[proofplan]
The [Schwartz topology](/page/Schwartz%20Space) is the locally convex topology generated by the family of semi-norms $\{\|\cdot\|_{\alpha,\beta}\}_{\alpha,\beta \in \mathbb{N}_0^n}$. By the [Neighbourhood Base of the Seminorm-Generated Locally Convex Topology](/theorems/664), a neighbourhood base at each point consists of finite intersections of semi-norm balls. The forward direction observes that each individual semi-norm ball is a neighbourhood, so topological convergence forces eventual containment. The converse takes an arbitrary neighbourhood, extracts the finitely many semi-norm conditions defining it, and uses pointwise semi-norm convergence to find a uniform index beyond which all conditions hold simultaneously.
[/proofplan]
[step:Establish the neighbourhood base structure of the Schwartz topology]

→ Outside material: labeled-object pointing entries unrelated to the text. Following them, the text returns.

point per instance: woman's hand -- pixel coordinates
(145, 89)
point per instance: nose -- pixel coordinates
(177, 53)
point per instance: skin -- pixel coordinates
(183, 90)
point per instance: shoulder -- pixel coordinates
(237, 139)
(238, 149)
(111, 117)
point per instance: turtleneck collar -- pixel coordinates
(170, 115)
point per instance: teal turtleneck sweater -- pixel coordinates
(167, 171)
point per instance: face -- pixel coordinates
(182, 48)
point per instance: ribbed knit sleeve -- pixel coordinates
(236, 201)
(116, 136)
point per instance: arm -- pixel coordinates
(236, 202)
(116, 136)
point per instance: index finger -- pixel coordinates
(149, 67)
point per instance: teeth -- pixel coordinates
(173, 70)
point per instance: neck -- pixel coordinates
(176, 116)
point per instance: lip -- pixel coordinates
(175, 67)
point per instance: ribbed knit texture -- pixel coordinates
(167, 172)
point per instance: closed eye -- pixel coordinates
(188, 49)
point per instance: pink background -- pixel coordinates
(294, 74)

The Schwartz semi-norms are the [functions](/page/Function) $\|\cdot\|_{\alpha,\beta}: \mathcal{S}(\mathbb{R}^n) \to [0,\infty)$ defined by
\begin{align*}
\|f\|_{\alpha,\beta} &:= \sup_{x \in \mathbb{R}^n} |x^\alpha \partial^\beta f(x)|
\end{align*}
for $\alpha, \beta \in \mathbb{N}_0^n$. The [Schwartz topology](/page/Schwartz%20Space) is the coarsest locally convex [topology](/page/Topology) making every $\|\cdot\|_{\alpha,\beta}$ [continuous](/page/Continuity). By the [Neighbourhood Base of the Seminorm-Generated Locally Convex Topology](/theorems/664), a neighbourhood base at each $f \in \mathcal{S}(\mathbb{R}^n)$ consists of all [sets](/page/Set) of the form
\begin{align*}
V_{(\alpha_1,\beta_1),\ldots,(\alpha_m,\beta_m);\,\varepsilon_1,\ldots,\varepsilon_m}(f) &:= \bigcap_{i=1}^{m} \{g \in \mathcal{S}(\mathbb{R}^n) : \|f - g\|_{\alpha_i, \beta_i} < \varepsilon_i\}
\end{align*}
for finitely many pairs $(\alpha_i, \beta_i) \in \mathbb{N}_0^n \times \mathbb{N}_0^n$ and positive reals $\varepsilon_1, \ldots, \varepsilon_m > 0$.
[/step]
[step:Show that topological convergence implies convergence in every semi-norm]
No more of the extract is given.